WASHINGTON — It was tough to get any national security official to crack a smile this week — unless you asked them about the proverbial national security boogeyman, “the deep state.”

“The deep what?” one US intelligence official said, then, “Where does she come up with this stuff?”

Since Flynn’s ouster earlier this week, far-left and -right corners have suggested his takedown was an act of the “deep state” — a behind-the-scenes military, intelligence, and national security cohort that secretly determines the direction of the country. There is no evidence, either officially or from inside sources, that anything like that exists in the US. But that hasn’t stopped some media corners, and President Donald Trump, from blaming Flynn’s ouster on coordinated nefarious leak campaigns from the dark corners of the government.

Several other officials just laughed when the term was brought up.

The origins of the “deep state” construct are pulled from authoritarian constructs — in more recent history, countries like Turkey and Egypt, or places where the security apparatuses are seen to be in control. In overly simplified terms, the “deep state” is the crux of the national security apparatus that operates just under the surface of democracy and rears up to control things when something’s going off the rails. Take, for example, Egypt’s 2013 military coup as a modern example, or Pakistan’s sweeping intelligence agency, the ISI.

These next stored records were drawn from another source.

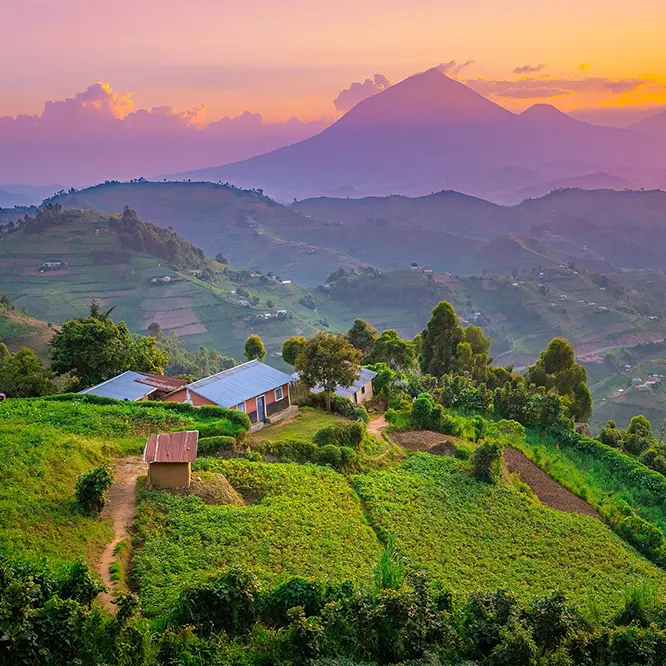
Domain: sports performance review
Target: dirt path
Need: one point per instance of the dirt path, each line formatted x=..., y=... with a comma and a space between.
x=550, y=492
x=425, y=440
x=377, y=426
x=120, y=509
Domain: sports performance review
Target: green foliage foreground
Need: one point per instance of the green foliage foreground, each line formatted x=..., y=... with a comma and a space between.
x=46, y=444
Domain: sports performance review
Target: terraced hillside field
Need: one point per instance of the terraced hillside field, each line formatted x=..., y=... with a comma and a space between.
x=99, y=265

The notion that the “deep state” exists somewhere in the US — or at least in the same concerted way that it does in more authoritarian countries — is a fringe concept often relegated to conspiracy forums. But we are in Donald Trump’s America, and one of his top-tier national security advisers was just felled by anonymous leaks. So, the legend of the deep state lives.

Why certain far-flung political corners cling to the deep-state myth could be due to a whole host of reasons. For the far right, it's often connected to the notion that “moderation” in certain countries — like, for example, Iran — isn’t authentic, and is a manipulative tactic by underground national security actors to bait the US into a relationship. For the far left, it can have a more positive connotation — like, for example, an army of noble leakers who will spill secrets to override bad policy.

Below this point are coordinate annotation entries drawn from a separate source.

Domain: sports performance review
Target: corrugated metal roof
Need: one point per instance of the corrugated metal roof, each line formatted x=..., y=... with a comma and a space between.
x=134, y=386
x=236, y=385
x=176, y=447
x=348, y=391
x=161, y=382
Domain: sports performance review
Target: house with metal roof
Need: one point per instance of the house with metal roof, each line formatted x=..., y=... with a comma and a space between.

The barrage of leaks over the last week brutally dragged the question of Trump and Russia back into the spotlight and ultimately triggered Flynn’s swift fall from grace on Monday night.

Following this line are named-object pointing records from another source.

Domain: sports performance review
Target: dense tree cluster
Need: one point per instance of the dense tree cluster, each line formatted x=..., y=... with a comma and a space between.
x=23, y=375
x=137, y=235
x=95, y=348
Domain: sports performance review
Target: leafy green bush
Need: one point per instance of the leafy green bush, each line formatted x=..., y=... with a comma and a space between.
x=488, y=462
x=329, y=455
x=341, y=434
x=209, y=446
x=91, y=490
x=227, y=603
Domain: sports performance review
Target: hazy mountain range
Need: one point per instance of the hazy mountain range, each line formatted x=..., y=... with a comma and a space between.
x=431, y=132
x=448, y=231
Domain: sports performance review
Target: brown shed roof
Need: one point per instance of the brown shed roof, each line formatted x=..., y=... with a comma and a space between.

Several officials said the running assumption is that many of the leaks that killed Flynn’s career came from former Obama administration officials, many of whom would have had access to the information that was published and are now no longer in government. Figuring out where the leaks actually came from will be up to the FBI and DOJ — whom Trump said he personally called this week and urged to find who was spilling secrets.

As for the deep-state talk, as the intelligence official said, “There’s no substitute for stupid.”